Accident Resulting in the Death of a Captain at Kittilä Airport on 4 January 2018
An accident that occurred in conjunction with departure preparations of a business jet on 4 January 2018 resulted in the death of the captain. The aircrew included the captain, the co-pilot and a cabin assistant. The aircraft had arrived in Kittilä two days before and was about to take off for a positioning flight without passengers. During these two days the aircraft was parked outside. Considering the season, the weather was usual. On the day of the arrival it was lightly snowing and the temperature was -5 °C; on the day of the accident the temperature was -22 °C.
On the day of the arrival the captain completed the final cockpit procedures alone while the co-pilot was outside putting on the aircraft’s external engine and sensor covers. At this point, the captain, apparently, closed the outflow valve because of the blowing snow.
On the day of the departure the co-pilot placed the aircrew’s baggage into the rear baggage compartment and began to remove snow. The captain and the cabin attendant boarded the aircraft. The captain started the APU which generates bleed air for heating the cabin and electricity for aircraft systems. The captain selected APU bleed air to be ducted into the cabin. Following this, the captain went outside to assist the co-pilot in removing snow and frost.
A moment later the captain went back inside to fetch a pair of gloves. When he came back out, he closed the door. A little later the cabin assistant inside the cabin felt pressure in her chest and ears. She went into the cockpit and knocked on the window to get the attention of the pilots. The pilots discontinued the snow removal. The captain opened the door which, owing to the significant differential pressure between the cabin and the outside, blew open with excessive force, hitting the captain and knocking him to the ground. The pressure wave also knocked the co-pilot down.

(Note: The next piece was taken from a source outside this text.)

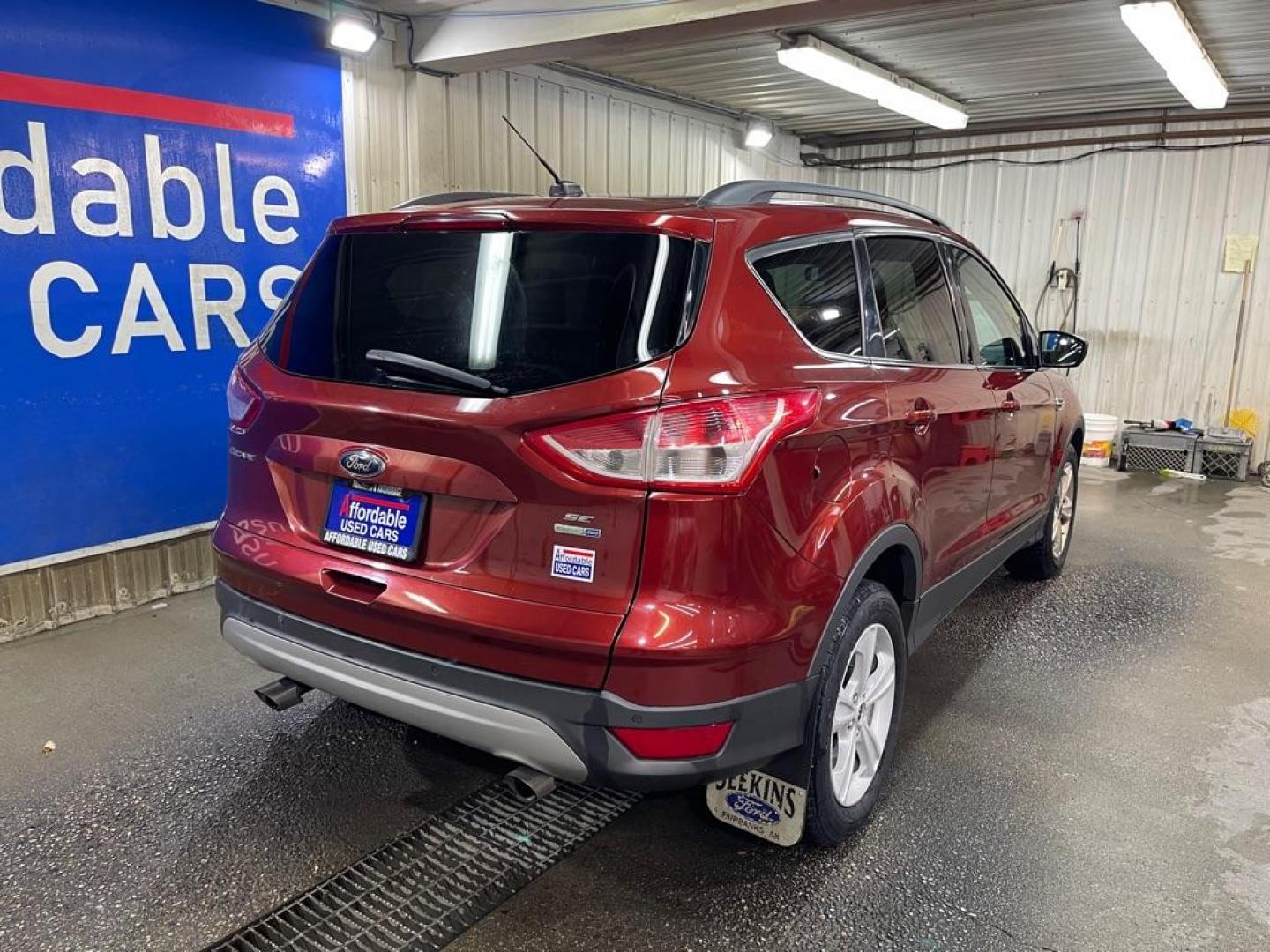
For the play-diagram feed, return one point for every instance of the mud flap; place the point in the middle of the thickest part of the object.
(770, 804)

After the co-pilot got back on his feet, he alerted the Air Traffic Control by radio. The ATC, in turn, alerted the Emergency Response Centre. The co-pilot and airport workers who had arrived at the site began to administer CPR. The first ambulance arrived within 10 minutes whereupon the first responders took over and continued with the resuscitation. The co-pilot was not injured but the cabin assistant sustained minor injuries.
The operator stated that they comply with the aircraft manufacturer’s Cold Weather Operations Manual. Among other things, the Manual states that the door can be closed to expedite heating and included the following instruction: “if APU operating, check outflow valve is full open". In this case the cabin was pressurised because APU bleed air was ducted into the cabin, the ouflow valve was closed and the door was closed.

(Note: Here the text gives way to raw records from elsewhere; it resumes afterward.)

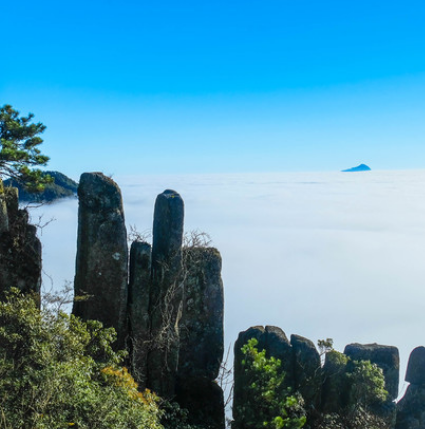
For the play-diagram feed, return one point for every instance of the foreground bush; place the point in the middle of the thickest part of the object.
(58, 372)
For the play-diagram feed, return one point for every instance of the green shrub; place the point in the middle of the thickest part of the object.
(270, 405)
(58, 372)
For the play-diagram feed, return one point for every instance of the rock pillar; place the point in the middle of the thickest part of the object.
(411, 408)
(20, 249)
(102, 255)
(166, 295)
(274, 341)
(138, 306)
(202, 338)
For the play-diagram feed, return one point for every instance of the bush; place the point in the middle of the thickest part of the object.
(57, 371)
(270, 405)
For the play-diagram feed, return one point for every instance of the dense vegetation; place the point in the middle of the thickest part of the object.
(57, 371)
(271, 405)
(61, 186)
(19, 148)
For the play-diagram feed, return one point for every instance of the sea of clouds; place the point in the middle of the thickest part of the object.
(337, 255)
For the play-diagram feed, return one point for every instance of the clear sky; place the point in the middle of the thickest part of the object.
(219, 86)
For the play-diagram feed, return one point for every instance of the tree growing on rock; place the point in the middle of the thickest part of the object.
(19, 148)
(270, 405)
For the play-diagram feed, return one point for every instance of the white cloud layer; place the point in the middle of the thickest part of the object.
(337, 255)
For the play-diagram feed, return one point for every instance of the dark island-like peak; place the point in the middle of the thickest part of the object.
(361, 167)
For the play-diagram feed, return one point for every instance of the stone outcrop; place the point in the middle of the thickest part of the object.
(325, 390)
(411, 408)
(307, 370)
(20, 249)
(166, 295)
(274, 341)
(101, 274)
(201, 337)
(139, 290)
(386, 357)
(174, 338)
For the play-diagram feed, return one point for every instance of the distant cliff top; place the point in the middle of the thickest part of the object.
(62, 187)
(361, 167)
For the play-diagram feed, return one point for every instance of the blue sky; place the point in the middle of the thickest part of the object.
(235, 86)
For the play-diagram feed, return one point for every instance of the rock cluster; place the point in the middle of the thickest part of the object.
(411, 408)
(101, 274)
(20, 249)
(324, 389)
(166, 306)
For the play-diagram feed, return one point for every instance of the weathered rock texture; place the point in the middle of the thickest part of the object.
(326, 389)
(386, 358)
(411, 408)
(20, 249)
(175, 338)
(300, 362)
(201, 337)
(102, 255)
(166, 295)
(138, 307)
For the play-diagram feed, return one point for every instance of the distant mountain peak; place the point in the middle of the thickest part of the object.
(361, 167)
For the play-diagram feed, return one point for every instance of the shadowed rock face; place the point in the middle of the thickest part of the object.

On the basis of the investigation the Safety Investigation Authority recommends that:
The Civil Aviation Authority of Israel (CAAI) supervise that Israel Aviation Industries (IAI) updates the operating manuals of the Gulfstream G150 and other comparable aircraft types. Updates to the sections that address closing the door as a means of heating or cooling the aircraft should include a caution to check that the outflow valve is fully open before the door is closed.
The European Aviation Safety Agency (EASA) inform air operators, ground handling organisations and aerodrome rescue and firefighting organisations of a safety threat which may be caused by aircraft pressurisation on the ground and consequent explosive door openings. The bulletin must include the actions with which the safety threat can be controlled, as well as a reminder to provide the associated training to all persons involved with handling aircraft on the ground.